Question 100180: How can I do this?
In the following system of linear equations, state how to combine the two equations to obtain one equation with only one variable.
5x - 4y = 6
2x + 3y = 2
a. Multiply the terms in the first equation by 3, the terms of the second equation by 4, and then add the equation.
b. Multiply the terms in the first equation by 2, the terms of the second equation by 5, and then add the equations.
c. Multiply the terms in the first equation by -3, the terms of the second equation by 4, and then add the equations.
d. Add the equations
Answer by oberobic(2304)   (Show Source):
You can put this solution on YOUR website! The solution is found by applying the choices given.
a. By inspection, you can see that the variable y can be eliminated by adding the equations, provided you multiply the first equation by 3 and the second equation by 4. (We're actually getting at the least common multiple of 4 and 3, which is 12.)

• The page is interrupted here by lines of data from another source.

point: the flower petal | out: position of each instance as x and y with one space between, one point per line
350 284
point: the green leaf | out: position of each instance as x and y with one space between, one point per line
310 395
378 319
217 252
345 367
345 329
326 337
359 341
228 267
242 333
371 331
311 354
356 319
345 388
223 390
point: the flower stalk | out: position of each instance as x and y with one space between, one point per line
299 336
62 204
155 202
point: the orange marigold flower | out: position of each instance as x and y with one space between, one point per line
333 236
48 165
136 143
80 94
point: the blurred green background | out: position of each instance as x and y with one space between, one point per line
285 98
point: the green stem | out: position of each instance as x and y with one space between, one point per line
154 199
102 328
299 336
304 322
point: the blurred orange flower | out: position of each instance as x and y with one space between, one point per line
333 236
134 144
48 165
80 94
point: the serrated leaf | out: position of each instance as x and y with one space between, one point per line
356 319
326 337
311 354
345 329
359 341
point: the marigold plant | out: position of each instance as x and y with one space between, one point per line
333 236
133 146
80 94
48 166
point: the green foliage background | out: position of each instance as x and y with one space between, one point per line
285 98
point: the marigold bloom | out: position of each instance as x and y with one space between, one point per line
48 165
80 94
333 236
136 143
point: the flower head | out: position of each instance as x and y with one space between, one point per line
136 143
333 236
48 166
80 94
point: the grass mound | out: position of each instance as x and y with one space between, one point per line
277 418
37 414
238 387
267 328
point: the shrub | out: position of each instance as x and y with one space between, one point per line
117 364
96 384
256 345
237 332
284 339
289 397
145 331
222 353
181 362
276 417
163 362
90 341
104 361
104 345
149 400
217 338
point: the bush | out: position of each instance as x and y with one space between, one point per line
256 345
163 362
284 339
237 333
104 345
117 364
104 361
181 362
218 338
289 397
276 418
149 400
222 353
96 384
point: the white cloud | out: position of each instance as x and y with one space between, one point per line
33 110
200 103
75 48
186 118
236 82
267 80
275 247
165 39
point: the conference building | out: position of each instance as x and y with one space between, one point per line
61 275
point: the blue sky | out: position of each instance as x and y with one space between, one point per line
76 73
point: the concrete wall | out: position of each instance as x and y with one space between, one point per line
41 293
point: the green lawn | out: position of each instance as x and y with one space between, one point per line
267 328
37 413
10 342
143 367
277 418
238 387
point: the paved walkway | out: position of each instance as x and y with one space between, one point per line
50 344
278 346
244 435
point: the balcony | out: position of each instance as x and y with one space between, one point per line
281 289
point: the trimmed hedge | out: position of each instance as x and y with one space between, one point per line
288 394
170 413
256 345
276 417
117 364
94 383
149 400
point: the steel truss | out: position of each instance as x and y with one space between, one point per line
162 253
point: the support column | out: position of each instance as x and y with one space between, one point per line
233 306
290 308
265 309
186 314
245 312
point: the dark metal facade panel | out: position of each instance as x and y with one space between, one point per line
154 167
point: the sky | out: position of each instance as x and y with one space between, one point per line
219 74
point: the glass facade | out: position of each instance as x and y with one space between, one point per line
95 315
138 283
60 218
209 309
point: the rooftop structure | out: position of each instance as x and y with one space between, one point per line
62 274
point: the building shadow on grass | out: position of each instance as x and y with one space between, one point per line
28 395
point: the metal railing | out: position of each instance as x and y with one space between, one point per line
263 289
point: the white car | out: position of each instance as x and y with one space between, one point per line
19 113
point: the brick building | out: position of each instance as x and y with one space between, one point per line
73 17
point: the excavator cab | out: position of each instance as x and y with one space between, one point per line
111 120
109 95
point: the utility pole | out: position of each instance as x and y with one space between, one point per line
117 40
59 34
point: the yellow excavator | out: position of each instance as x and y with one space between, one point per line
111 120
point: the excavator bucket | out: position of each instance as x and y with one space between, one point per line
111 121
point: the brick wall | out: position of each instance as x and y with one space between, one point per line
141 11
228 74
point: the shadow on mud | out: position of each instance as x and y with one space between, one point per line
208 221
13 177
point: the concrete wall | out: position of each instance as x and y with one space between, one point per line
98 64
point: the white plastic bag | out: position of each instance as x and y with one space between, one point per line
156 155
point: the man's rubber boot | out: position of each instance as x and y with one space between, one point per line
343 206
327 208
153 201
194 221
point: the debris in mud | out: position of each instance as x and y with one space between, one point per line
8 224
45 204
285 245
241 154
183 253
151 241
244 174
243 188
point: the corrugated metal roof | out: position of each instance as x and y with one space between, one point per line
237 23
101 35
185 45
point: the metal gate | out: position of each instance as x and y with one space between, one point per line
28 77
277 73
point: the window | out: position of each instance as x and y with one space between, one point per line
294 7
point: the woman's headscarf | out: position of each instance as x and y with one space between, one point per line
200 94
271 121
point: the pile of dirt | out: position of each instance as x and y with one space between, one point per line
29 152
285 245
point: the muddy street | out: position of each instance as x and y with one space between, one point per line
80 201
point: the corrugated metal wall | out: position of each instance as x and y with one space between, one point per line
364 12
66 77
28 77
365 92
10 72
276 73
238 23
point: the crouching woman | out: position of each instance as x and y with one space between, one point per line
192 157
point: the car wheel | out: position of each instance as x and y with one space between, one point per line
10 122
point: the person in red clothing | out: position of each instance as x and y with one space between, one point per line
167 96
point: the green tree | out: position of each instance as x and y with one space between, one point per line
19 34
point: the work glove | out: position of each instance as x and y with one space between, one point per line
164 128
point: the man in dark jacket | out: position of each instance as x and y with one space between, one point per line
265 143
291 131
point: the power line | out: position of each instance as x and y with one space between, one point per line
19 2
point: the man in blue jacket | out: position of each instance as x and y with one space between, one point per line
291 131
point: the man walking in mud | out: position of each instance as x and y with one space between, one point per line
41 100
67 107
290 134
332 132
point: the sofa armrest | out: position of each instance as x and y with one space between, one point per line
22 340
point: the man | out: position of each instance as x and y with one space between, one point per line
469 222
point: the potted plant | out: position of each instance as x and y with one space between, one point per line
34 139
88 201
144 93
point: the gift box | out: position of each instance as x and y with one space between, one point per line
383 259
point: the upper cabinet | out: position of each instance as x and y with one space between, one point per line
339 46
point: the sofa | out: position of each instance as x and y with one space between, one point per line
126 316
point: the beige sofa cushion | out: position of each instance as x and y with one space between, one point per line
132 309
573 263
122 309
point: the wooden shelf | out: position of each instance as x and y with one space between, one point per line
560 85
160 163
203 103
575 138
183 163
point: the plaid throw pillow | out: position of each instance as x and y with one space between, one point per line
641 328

3(5x - 4y = 6) becomes 15x - 12y = 18
4(2x + 3y = 2) becomes 8x + 12y = 8
Adding the equations, we obtain: 23x = 26, which is one equation with one variable. So, "a" is clearly the answer.
At this point, you are done. The other choices have to be wrong. However, if one of the choices were to be "All of the above" you have to test at least one more alternative.
b. This choice calls for multiplying the terms in the first equation by 2, the terms of the second equation by 5, which is a good start. But it unravels when it concludes "and then add the equations." To eliminate the x-terms, you would need to subtract the equations, not add.
c. This choice calls for multiplying the terms in the first equation by -3, the terms of the second equation by 4, and then adding the equations.
-3(5x - 4y = 6) becomes -15x + 12y = -18
4(2x + 3y = 2) becomes 8x + 12y = 8
When you add them, you do not eliminate a variable, so this choice is wrong.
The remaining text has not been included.